TURBINE ACTIVITIES IN THE FAR EAST.

No less than ten machines, aggregating 25,000 horsepower, are included in a large shipment of Westinghouse turbo-electric power equipment from East Pittsburg to the Far East. Most of these machines will go to Japan for the equipment of railway, lighting, and manufacturing plants.

One of the first machines to be put in service will be a 1,500-kilowatt turbine unit for Manila, to be installed in a station with four other machines of like construction put into service several years ago. Past experience with these machines has resulted in the recent extension. It will be recalled that this railway system was engineered and constructed by the American engineering firm of J. G. White & Co.

Hardly second in importance is the large turbine station of the Osaka Electric Company, Osaka, Japan, now building. This will be one of the largest power stations in Japanese territory, and will contain, for the present, 15,000 kilowatts in five units. Three of these machines are now being shipped from East Pittsburg. The remainder will follow as fast as they can be built and tested. The Osaka installation is under direct charge of Messrs. Takata & Co., of New York and Tokio.

In the strictly manufacturing field, there are two installations in process of erection, for the Imperial Steel Works of the Japanese government and the ship yards of the Hakkaido Tanko Steamship Company. Two 500-kilowatt Westinghouse-Parsons turbo units will comprise an initial installation in each of these plants. This gratifying reception of American motive-power machinery in the Far East, especially Japan, may be regarded as an index of future operations where government inspection is exceedingly rigid and is exercised along lines much more detailed than in this country.

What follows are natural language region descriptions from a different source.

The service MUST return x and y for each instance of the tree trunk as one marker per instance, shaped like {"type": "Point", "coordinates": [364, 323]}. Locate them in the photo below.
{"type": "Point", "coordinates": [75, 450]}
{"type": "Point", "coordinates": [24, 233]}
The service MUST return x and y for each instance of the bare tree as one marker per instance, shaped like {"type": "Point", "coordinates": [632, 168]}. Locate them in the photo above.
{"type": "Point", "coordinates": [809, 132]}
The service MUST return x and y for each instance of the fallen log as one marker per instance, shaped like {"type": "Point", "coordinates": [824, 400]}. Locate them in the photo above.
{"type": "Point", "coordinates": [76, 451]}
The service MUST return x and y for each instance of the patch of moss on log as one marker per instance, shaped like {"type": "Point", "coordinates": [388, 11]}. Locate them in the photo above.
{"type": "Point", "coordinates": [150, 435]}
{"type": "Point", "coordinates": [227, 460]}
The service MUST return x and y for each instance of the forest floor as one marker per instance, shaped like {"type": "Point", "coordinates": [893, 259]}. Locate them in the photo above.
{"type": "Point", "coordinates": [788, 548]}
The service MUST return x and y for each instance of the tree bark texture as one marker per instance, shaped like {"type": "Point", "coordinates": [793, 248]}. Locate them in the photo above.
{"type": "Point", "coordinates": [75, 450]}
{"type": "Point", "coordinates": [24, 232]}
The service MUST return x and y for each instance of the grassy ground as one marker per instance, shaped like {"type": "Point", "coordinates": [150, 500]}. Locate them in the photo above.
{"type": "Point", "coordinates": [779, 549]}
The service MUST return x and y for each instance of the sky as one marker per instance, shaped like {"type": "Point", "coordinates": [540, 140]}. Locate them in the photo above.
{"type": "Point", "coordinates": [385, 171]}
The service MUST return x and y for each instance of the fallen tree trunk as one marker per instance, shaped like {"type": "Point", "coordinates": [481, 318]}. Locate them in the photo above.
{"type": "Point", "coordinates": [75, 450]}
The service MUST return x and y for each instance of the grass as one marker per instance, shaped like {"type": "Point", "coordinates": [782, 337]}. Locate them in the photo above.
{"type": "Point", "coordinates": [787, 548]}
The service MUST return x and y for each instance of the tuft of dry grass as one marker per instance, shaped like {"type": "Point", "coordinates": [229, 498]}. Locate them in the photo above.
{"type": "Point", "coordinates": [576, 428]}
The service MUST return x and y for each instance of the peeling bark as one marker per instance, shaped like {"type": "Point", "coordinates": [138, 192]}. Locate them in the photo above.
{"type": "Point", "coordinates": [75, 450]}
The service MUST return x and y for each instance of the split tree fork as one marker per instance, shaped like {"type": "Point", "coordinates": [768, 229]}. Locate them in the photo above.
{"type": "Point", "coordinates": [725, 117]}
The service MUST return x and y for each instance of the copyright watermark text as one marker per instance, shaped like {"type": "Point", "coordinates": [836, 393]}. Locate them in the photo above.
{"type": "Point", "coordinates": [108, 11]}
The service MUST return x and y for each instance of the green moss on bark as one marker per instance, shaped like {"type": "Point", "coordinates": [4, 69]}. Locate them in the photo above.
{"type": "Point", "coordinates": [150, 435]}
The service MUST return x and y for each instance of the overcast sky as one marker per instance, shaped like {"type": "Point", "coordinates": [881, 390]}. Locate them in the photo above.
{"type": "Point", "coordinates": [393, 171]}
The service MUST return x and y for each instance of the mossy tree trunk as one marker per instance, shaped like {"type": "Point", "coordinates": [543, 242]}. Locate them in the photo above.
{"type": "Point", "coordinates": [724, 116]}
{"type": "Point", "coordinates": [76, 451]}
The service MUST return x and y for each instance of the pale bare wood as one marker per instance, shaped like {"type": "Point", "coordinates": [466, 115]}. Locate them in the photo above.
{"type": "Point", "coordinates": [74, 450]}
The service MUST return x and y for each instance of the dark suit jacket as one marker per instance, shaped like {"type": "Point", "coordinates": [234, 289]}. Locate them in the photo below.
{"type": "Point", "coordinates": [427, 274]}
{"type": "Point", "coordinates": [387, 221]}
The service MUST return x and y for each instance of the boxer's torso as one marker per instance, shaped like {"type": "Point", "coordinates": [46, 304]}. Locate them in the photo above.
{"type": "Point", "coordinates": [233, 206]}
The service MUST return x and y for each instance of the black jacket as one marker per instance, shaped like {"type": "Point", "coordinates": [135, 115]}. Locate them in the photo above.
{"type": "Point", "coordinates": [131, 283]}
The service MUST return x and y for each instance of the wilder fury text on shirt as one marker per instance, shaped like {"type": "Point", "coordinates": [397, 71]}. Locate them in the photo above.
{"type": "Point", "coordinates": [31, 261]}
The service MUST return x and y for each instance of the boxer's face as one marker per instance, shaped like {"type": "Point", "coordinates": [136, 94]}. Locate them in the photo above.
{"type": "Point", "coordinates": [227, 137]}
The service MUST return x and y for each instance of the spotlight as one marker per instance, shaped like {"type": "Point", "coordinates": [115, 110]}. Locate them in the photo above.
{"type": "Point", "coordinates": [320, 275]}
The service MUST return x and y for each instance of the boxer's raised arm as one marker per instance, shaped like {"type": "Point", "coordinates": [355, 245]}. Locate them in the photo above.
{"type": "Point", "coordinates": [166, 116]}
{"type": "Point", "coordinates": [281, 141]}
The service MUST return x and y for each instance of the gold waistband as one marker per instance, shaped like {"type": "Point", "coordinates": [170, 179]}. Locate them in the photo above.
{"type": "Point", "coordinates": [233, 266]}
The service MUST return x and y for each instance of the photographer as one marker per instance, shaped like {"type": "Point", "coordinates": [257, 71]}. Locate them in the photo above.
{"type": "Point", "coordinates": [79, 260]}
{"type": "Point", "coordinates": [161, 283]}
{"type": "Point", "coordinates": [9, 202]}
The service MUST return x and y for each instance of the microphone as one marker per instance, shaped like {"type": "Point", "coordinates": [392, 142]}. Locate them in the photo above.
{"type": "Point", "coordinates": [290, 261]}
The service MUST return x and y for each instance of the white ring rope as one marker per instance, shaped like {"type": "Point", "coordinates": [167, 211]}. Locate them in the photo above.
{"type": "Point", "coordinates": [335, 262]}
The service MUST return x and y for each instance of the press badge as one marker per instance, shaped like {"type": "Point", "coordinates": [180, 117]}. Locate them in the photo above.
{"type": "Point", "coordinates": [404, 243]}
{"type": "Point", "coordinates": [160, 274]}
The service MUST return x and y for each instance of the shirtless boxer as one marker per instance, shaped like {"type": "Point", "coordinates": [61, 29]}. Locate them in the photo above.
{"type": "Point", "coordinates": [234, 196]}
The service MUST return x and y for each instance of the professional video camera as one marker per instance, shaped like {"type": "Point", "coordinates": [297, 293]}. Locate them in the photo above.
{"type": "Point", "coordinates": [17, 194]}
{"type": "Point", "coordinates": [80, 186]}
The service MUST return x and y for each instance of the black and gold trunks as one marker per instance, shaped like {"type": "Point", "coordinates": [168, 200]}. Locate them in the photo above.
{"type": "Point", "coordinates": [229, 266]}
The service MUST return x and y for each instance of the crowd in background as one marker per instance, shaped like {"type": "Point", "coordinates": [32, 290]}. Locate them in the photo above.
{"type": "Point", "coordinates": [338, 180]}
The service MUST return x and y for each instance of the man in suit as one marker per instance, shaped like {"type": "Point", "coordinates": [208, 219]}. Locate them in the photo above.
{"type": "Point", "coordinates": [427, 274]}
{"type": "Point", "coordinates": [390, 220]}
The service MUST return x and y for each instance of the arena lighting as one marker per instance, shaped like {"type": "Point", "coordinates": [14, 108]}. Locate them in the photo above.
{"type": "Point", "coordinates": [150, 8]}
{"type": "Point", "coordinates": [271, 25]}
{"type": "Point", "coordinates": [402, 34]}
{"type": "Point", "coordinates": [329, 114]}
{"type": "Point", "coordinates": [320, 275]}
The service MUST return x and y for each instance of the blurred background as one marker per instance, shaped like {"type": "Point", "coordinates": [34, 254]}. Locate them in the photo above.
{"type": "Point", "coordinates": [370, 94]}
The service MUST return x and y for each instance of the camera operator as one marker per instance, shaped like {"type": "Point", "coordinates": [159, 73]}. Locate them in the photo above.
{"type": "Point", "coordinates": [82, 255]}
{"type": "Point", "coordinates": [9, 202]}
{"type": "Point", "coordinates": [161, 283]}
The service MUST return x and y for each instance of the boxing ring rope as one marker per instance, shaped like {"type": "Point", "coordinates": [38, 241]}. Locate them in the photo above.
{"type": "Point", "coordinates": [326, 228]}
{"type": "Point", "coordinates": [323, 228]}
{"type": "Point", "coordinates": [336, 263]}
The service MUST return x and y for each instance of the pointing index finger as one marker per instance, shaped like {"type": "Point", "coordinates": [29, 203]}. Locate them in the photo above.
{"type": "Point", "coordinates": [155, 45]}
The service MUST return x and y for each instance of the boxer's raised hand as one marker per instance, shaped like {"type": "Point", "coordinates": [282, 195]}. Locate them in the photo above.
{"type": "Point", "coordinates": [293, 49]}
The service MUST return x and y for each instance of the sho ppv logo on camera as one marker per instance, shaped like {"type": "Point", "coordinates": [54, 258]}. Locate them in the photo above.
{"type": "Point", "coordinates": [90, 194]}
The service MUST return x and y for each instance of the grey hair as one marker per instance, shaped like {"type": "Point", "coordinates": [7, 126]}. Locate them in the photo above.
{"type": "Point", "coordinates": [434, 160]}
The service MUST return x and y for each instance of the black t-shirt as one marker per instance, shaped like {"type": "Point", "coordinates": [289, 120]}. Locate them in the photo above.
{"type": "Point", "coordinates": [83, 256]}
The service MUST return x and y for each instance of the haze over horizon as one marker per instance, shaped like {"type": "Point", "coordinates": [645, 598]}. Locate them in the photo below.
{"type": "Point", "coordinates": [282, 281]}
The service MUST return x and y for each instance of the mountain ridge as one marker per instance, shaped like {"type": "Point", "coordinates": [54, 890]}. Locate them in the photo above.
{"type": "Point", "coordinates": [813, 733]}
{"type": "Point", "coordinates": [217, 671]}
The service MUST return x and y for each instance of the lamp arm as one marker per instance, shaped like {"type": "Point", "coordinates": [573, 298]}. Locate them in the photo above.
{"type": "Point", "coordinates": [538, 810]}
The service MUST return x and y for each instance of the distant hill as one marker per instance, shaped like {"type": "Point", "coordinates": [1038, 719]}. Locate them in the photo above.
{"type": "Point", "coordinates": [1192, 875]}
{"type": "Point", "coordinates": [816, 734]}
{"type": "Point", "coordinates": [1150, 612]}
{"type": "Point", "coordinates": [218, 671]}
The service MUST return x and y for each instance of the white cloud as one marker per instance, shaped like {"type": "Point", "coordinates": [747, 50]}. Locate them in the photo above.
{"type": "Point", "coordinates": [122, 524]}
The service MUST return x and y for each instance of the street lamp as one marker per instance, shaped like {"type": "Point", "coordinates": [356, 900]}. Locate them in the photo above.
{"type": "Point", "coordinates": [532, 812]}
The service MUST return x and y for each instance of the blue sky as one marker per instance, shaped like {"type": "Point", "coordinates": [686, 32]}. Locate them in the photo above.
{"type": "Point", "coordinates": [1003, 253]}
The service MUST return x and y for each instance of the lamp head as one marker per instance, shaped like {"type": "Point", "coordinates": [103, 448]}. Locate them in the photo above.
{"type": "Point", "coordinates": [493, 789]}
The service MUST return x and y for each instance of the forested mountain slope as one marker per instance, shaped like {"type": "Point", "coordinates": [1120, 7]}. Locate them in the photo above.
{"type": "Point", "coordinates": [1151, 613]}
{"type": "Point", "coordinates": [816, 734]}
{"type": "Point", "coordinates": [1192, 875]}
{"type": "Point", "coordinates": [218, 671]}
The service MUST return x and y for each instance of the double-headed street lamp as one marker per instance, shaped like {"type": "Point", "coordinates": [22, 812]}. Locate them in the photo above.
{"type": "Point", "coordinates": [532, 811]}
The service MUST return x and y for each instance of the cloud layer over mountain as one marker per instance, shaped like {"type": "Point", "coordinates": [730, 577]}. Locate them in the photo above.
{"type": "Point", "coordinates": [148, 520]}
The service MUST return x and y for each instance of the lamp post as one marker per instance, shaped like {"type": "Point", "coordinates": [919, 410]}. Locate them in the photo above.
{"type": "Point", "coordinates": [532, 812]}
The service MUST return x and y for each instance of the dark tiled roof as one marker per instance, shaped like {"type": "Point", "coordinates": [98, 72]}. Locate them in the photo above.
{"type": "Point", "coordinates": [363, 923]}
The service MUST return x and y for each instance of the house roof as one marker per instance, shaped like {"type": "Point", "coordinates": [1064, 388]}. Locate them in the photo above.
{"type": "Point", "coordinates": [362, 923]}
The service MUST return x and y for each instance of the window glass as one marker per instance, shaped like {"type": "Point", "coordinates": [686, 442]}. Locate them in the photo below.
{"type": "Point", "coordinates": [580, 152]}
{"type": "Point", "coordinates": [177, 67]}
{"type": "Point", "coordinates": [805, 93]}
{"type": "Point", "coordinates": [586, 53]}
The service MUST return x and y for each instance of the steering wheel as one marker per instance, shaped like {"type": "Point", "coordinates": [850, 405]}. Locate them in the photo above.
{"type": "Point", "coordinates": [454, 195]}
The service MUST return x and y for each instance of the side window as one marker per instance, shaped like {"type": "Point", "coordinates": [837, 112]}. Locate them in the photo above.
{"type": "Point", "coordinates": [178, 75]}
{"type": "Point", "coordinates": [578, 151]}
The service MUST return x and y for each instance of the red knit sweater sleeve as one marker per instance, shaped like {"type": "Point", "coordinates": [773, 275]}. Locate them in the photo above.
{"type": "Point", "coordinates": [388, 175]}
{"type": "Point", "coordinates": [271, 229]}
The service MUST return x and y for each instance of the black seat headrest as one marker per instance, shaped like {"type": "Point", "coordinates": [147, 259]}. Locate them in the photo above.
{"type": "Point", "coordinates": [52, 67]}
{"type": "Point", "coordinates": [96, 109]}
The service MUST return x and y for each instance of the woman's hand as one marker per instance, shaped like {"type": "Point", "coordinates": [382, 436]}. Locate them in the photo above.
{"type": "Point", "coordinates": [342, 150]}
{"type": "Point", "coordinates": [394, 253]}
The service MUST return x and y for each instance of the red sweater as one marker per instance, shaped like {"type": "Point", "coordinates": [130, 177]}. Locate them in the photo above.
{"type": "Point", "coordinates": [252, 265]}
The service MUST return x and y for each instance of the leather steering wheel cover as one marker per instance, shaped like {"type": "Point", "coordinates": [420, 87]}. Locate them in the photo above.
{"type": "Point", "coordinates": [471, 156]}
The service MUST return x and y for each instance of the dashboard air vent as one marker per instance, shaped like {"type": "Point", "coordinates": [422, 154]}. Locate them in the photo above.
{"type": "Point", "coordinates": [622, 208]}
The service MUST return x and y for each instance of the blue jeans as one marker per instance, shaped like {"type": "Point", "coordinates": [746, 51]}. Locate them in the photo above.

The General Electric Company has obtained very satisfactory results with the tungsten lamp. They have shipped over 75,000 to all parts of the country, and the breakage in shipment is below one and one-half per cent. They state that they are issuing a new bulletin covering tungsten lamps, both series and multiple, and have a large production, good stocks, and are in position to make prompt shipment, particularly of the 100-watt and all types of tungsten lamps which they have standardized.